Pacific Air Forces framed the launch as a milestone in high-end innovation. That phrasing is notable because it points to a broader operational shift, not just a one-off weapons test. Publicly disclosing the pairing of B-2 and LRASM signals that the Air Force wants potential adversaries to understand that this option now exists.
A message aimed well beyond the exercise
The source text explicitly links the capability to the possibility of a future high-end fight in the Pacific, particularly against China. Even without additional official commentary, the strategic logic is straightforward. Anti-ship strike capacity is central to any scenario in which the United States and its allies would need to hold hostile naval forces at risk across wide expanses of ocean.
By demonstrating LRASM from the B-2 during a major regional exercise, the Air Force appears to be communicating several things at once. First, it is showing that stealth bombers can participate directly in maritime targeting. Second, it is reinforcing the idea that the United States can integrate air, naval, and allied capabilities in a coordinated strike environment. Third, it is reminding observers that older platforms can gain new relevance through weapons integration.
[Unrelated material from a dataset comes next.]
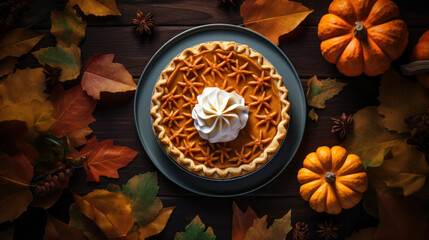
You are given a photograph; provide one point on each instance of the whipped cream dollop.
(219, 115)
The B-2 is not a new aircraft, but new weapons can significantly alter the military value of an existing platform. That is part of what makes this disclosure meaningful. It is less about a new bomber entering service than about a mature bomber acquiring a more flexible and strategically potent loadout.
What remains unclear
The announcement still leaves important questions unanswered. The public release does not detail how many LRASMs the bomber can carry, how long the integration has been in place, or whether the capability is already fully fielded across the B-2 force. It also does not explain whether the weapon’s employment was part of a broader doctrine shift or primarily a milestone demonstration.
Those omissions are not surprising. Capabilities involving stealth aircraft and anti-ship weapons are sensitive, and services often reveal only what they think is useful for deterrence or messaging. Still, even the limited facts now on the record are enough to reshape outside assessments of the B-2’s maritime role.
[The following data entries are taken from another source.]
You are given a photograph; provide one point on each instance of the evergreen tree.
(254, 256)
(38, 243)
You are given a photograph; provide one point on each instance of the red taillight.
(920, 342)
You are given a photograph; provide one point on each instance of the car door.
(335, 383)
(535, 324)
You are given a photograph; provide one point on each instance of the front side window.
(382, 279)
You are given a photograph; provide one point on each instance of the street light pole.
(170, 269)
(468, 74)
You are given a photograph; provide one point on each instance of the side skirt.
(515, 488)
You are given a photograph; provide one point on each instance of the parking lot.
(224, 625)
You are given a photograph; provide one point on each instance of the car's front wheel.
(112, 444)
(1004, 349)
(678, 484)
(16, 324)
The timing also matters. Exercise Valiant Shield is one of the highest-profile opportunities for the U.S. military to demonstrate combined power projection in the Pacific. Revealing the B-2’s LRASM capability in that context gives the message additional weight. It places the disclosure inside a live operational setting rather than an abstract procurement or testing narrative.
The broader significance
The Air Force’s announcement does not simply add another weapon to a platform checklist. It highlights how the U.S. military is trying to widen the number of ways it can threaten hostile fleets, complicate enemy planning, and distribute combat power across more systems. The B-2’s newly disclosed LRASM role fits squarely within that approach.
For outside observers, the key takeaway is clear: the B-2 Spirit is now publicly known to have an anti-ship strike mission using a stealthy long-range missile, and that capability has already been exercised in the Western Pacific. In a region where maritime power is central to deterrence and conflict planning, that is a consequential update.